This is what I remember about Musical Chairs, the one-night fundraising gala that helped establish The Guild Of Canadian Musical Theatre Writers in 1982.
It was an amazing night, and it felt like everyone who was anyone in the Toronto musical theatre seven was there, either onstage or in the audience. There was a cast of 90 performers, and a 24 piece orchestra.
We held the show at what was then The Talk Of Toronto Dinner Theatre, 410 Sherbourne St. Jeff Braunstein produced and directed the show through his company, Asterisk Productions, and I’m not sure even he remembers how he could possibly have coordinated a show that big.
Stephen Witkin was the Head Writer, and there were some amazing sketches – complete mini-musicals – in the show. One of my favourites was a send-up of Anne Of Green Gables set in the Caribbean that featured Salome Bey and Denis Simpson. Another, “Beaver On The Roof”, sent up the typical “Canadian” musical (not unlike the ones I write).

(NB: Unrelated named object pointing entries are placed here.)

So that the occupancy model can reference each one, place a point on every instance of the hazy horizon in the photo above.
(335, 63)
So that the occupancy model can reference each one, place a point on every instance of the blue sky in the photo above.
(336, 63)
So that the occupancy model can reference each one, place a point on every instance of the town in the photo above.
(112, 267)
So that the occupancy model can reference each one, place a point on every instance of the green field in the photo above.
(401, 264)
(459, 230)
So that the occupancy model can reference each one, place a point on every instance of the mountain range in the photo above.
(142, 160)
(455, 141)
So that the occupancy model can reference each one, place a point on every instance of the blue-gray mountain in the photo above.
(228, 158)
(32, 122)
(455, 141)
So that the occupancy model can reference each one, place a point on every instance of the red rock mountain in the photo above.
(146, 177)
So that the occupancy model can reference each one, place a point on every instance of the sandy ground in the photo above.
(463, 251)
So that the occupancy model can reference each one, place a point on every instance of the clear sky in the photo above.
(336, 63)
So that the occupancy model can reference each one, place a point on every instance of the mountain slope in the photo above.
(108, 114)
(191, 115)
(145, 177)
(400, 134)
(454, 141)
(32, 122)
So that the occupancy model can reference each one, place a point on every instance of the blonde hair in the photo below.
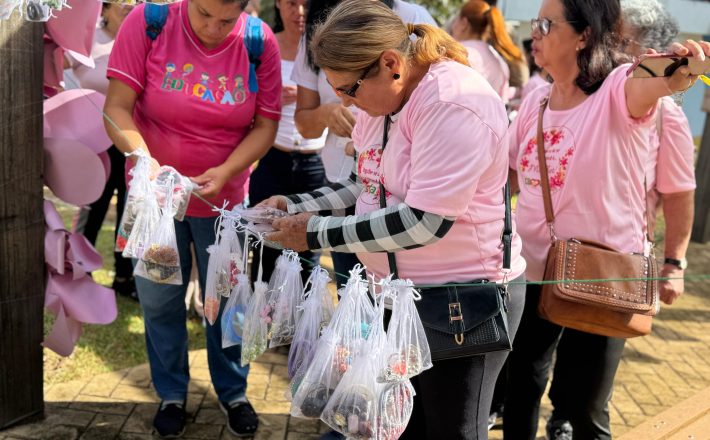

I was the Executive Producer and I remember getting phone calls on the day of the already sold-out performance from movers and shakers in the Toronto Theatre scene who were begging and demanding to be allowed to come.
BMI Canada had been sponsoring the Lehman Engel Musical Theatre Workshops in Toronto since the early 1970’s. Many successful Canadian Musical Theatre writers – David Warrack, Joey Miller, Leslie Arden, Stephen Witkin, Bob Ashley, and a very long list of others – had been a part of these workshops.
When BMI chose to stop their sponsorship, a number of us – probably led by David Warrack, who led pretty much everything back then – decided to start what would become The Guild Of Canadian Musical Theatre Writers, through which we would continue to bring Lehman to Toronto to lead his workshops. The money raised from Musical Chairs went to helping make that happen.
(If you don’t know who Lehman Engel was, shame on you.)
There have been hundreds of Gala Fundraisers in Toronto since that night in May, 1982, but I’m not sure many of them have topped this one for the wealth of talent involved.
That’s what I remember. Who else remembers what else?